The 2009 H1N1 Virus Is Genetically Changed Over The Past 1,5 Years.
Although the pandemic H1N1 "swine" flu that emerged terminal appear has stayed genetically unwavering in humans, researchers in Asia say the virus has undergone genetic changes in pigs during the model year and a half. The fear is that these genetic changes, or reassortments, could forth a more virulent bug. "The particular reassortment we found is not itself likely to be of major gentle health risk, but it is an indication of what may be occurring on a wider scale, undetected," said Malik Peiris, an influenza top-notch and co-author of a paper published in the June 18 issue of Science. "Other reassortments may occur, some of which predicate greater risks".
The findings underscore the importance of monitoring how the influenza virus behaves in pigs, said Peiris, who is chairman and professor of microbiology at the University of Hong Kong and methodical director of the university's Pasteur Research Center. "Obviously, there's a lot of developing going on and whenever you see some unstable situation, there's the potential for something new to evolve that could be dangerous," added Dr John Treanor, professor of medicine and of microbiology and immunology at the University of Rochester Medical Center in New York.
The romance H1N1 pandemic influenza virus that began circulating in humans in beforehand 2009 originally came from swine, first infecting humans in Mexico before spreading to more than 200 countries. In humans, the 2009 H1N1 virus has stayed genetically the same and still causes extent kindly disease, when it causes disease at all (the virus has all but disappeared in latest weeks, although experts suspect it will be back). But in January 2010, the authors of this tract isolated a new version of the H1N1 virus in pigs in a Hong Kong slaughterhouse.
The H1N1 virus circulating in humans seemingly looped back to pigs, where it underwent this genetic change.
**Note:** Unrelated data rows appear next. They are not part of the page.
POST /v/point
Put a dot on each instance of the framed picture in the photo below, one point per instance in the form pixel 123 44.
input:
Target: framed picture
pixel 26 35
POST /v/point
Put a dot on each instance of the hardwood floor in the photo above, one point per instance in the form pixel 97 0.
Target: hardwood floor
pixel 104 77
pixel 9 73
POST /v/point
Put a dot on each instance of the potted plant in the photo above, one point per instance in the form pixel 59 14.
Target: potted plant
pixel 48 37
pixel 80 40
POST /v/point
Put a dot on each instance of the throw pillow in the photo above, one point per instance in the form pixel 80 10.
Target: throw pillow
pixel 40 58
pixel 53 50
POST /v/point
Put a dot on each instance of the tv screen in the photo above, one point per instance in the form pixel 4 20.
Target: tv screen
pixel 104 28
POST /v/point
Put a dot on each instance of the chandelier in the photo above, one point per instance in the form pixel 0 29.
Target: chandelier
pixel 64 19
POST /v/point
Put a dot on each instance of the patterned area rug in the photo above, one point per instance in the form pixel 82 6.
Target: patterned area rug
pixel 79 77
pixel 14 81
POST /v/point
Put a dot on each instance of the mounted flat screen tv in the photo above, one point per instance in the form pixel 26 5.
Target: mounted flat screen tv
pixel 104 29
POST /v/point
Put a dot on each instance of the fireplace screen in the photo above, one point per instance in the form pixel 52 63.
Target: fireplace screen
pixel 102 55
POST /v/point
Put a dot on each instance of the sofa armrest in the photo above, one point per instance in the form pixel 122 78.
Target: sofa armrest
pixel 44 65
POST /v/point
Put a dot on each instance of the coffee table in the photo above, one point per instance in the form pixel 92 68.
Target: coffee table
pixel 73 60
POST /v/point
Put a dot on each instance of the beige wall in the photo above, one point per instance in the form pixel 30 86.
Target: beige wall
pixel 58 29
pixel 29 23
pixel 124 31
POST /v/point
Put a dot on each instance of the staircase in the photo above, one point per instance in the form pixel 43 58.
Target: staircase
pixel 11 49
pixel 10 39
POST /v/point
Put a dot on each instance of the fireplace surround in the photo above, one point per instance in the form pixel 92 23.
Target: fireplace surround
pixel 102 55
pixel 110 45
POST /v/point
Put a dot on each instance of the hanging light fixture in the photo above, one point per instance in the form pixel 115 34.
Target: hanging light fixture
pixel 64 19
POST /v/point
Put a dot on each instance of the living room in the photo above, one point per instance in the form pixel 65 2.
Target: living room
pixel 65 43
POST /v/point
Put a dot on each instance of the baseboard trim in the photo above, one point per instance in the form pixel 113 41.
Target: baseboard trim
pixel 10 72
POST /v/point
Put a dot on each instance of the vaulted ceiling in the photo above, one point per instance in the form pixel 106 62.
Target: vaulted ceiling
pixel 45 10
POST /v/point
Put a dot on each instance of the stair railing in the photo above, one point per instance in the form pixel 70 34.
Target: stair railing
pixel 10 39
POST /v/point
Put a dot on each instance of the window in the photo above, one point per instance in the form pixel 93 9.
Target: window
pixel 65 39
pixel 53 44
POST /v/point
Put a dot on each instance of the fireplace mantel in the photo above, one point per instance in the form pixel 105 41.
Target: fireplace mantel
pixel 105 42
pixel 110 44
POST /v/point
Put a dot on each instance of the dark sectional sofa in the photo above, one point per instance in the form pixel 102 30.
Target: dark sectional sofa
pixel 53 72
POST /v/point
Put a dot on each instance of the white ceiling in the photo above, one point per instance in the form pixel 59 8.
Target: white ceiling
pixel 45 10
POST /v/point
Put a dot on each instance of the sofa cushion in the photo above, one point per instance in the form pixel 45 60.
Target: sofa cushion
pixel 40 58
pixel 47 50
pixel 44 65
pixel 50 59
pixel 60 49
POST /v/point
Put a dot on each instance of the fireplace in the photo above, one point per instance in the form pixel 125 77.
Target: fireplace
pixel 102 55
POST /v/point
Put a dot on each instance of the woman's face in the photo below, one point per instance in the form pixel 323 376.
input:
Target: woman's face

Theoretically, the changed virus could now voyage back to humans, potentially causing more dangerous disease. "We found that the pandemic virus has frequently transmitted back to pigs, and we report one instance of reassortment, meaning genetic change, of this virus within pigs," said Peiris.
Peiris and his co-authors mucroniform out that the influenza viruses that sparked the 1918, 1957 and 1968 pandemics all lingered in mammals before reassorting and wreaking disruption on humans. "Our headland is that this is likely to be occurring in many places and not unique to Hong Kong," Peiris said. "There is have need of for much greater surveillance efforts to assess what is occurring on a worldwide basis". "In the past, we have focused a lot of limelight trying to understand what's been going on in birds," Treanor said scriptovore.com. "This article and others are saying it may be equally or more noteworthy to have extensive surveillance of viruses in pigs".